Sulitnya memprediksi laut adalah alasan Kura Kura Resort, salah satu penginapan di Karimunjawa, menyediakan layanan pesawat dari Semarang. Dengan durasi terbang hanya 40 menit, penumpang bisa langsung mendarat di Bandara Dewadaru. Sayang, akibat minim penumpang, dua maskapai yang memiliki rute ke sini—Kura Kura Aviation dan Deraya—berhenti beroperasi. Yang tersisa hanyalah pesawat carter milik Asco Nusa Air.

Dua tahun lagi, situasi itu mungkin akan berubah. Arus turis memberi alasan bagi pemerintah setempat membenahi akses jalur udara. Bandara Dewadaru, yang namanya diambil dari nama tanaman lokal, akan diperpanjang landasannya agar maskapai berjadwal semacam Kal Star sudi mampir. Jika sudah terwujud, wisatawan tak perlu lagi bertarung dengan Laut Jawa dan mencelupkan wajahnya ke kantong plastik demi menikmati liburan.

Pantai Nirwana.

Kartini akhirnya berlabuh di Pulau Karimunjawa, pulau terbesar di kepulauan ini. Waktu tempuh molor 30 menit. “Saya kira tidak jadi datang,” ujar Eko Budi Susanto, staf Kura Kura Resort. “Tadi saya dengar kabar, ombak mencapai dua meter dan jadwal kapal dibatalkan.” Di jalur labil Karimunjawa, kapal gagal berangkat adalah tragedi yang harus dimaklumi. Tahun lalu, seorang teman bahkan terjebak selama empat hari akibat cuaca buruk.

Kendati harus bertaruh dengan laut temperamental, keinginan melihat replika Maladewa terus mendorong pelancong menyatroni pulau-pulau anggun Karimunjawa. Di pertengahan tahun, ketika permukaan air tenang seperti danau, jumlah turis mencapai puncaknya. Di musim ombak dari Januari hingga Februari, bumi Karimunjawa terisolasi dari dunia. Namun, di tempat secantik ini, isolasi tidak berarti bui, malah bisa jadi disambut dengan lapang hati.
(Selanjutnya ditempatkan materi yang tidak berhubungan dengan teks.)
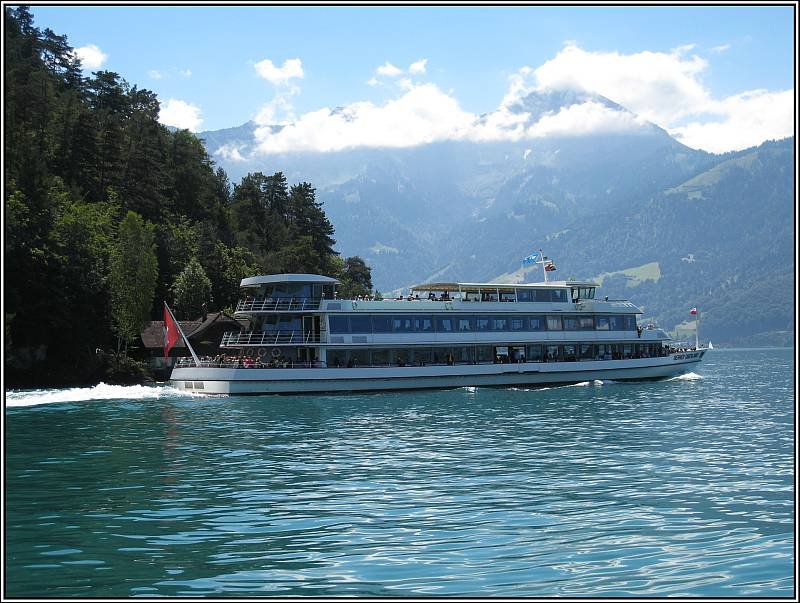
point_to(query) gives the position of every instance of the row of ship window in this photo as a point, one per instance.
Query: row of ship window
(567, 352)
(381, 323)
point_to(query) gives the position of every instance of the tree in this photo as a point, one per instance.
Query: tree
(355, 278)
(134, 272)
(192, 290)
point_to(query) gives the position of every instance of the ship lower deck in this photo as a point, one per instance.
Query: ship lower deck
(218, 380)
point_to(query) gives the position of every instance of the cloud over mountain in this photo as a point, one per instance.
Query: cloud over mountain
(180, 114)
(664, 88)
(91, 56)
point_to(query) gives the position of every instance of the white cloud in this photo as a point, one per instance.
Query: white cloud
(584, 118)
(747, 120)
(91, 56)
(180, 114)
(291, 69)
(418, 66)
(424, 114)
(389, 70)
(661, 87)
(230, 152)
(667, 89)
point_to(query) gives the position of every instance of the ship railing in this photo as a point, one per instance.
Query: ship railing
(281, 304)
(263, 338)
(244, 362)
(267, 361)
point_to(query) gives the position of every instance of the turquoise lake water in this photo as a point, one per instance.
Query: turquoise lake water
(683, 487)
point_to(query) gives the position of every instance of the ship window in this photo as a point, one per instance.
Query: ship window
(445, 324)
(381, 324)
(537, 323)
(524, 295)
(381, 357)
(356, 358)
(500, 323)
(403, 324)
(423, 324)
(534, 353)
(482, 323)
(360, 323)
(423, 356)
(462, 354)
(339, 324)
(485, 353)
(604, 351)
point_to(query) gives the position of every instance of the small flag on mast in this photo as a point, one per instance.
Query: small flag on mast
(531, 259)
(171, 331)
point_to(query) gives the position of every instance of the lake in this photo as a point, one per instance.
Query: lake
(682, 487)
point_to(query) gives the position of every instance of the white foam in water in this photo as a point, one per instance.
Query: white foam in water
(686, 377)
(101, 391)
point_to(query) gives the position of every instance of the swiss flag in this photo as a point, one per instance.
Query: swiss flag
(171, 333)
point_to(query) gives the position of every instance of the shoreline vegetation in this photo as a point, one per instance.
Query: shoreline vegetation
(109, 213)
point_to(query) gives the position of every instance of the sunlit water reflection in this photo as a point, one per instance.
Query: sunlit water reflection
(674, 488)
Pelaut-pelaut asing juga sudah lama kepincut oleh karisma tempat ini. Ajang anual Sail Indonesia selalu mencantumkan Karimunjawa dalam rute pelayarannya. Juli tahun ini, lebih dari 150 kapal layar bertolak dari Darwin, berputar-putar selama tujuh minggu di Nusa Tenggara Timur, kemudian singgah di Karimunjawa sebelum meluncur ke Bintan dan Singapura.

Kiri-kanan: Pantai Nirwana di area Nirwana Laut Resort; bersantai di Pulau Geleang.

Dalam peta ekspedisi maritim, peran Karimunjawa juga signifikan. Tongkang batu bara dan alat berat dari Kalimantan rutin singgah guna melego jangkar dan mengisi ulang perbekalan. Saat cuaca ekstrem, pulau-pulau di sini bertindak layaknya pemecah ombak alami yang menyediakan perlindungan bagi pelaut dalam pelayaran ke Surabaya atau Cirebon.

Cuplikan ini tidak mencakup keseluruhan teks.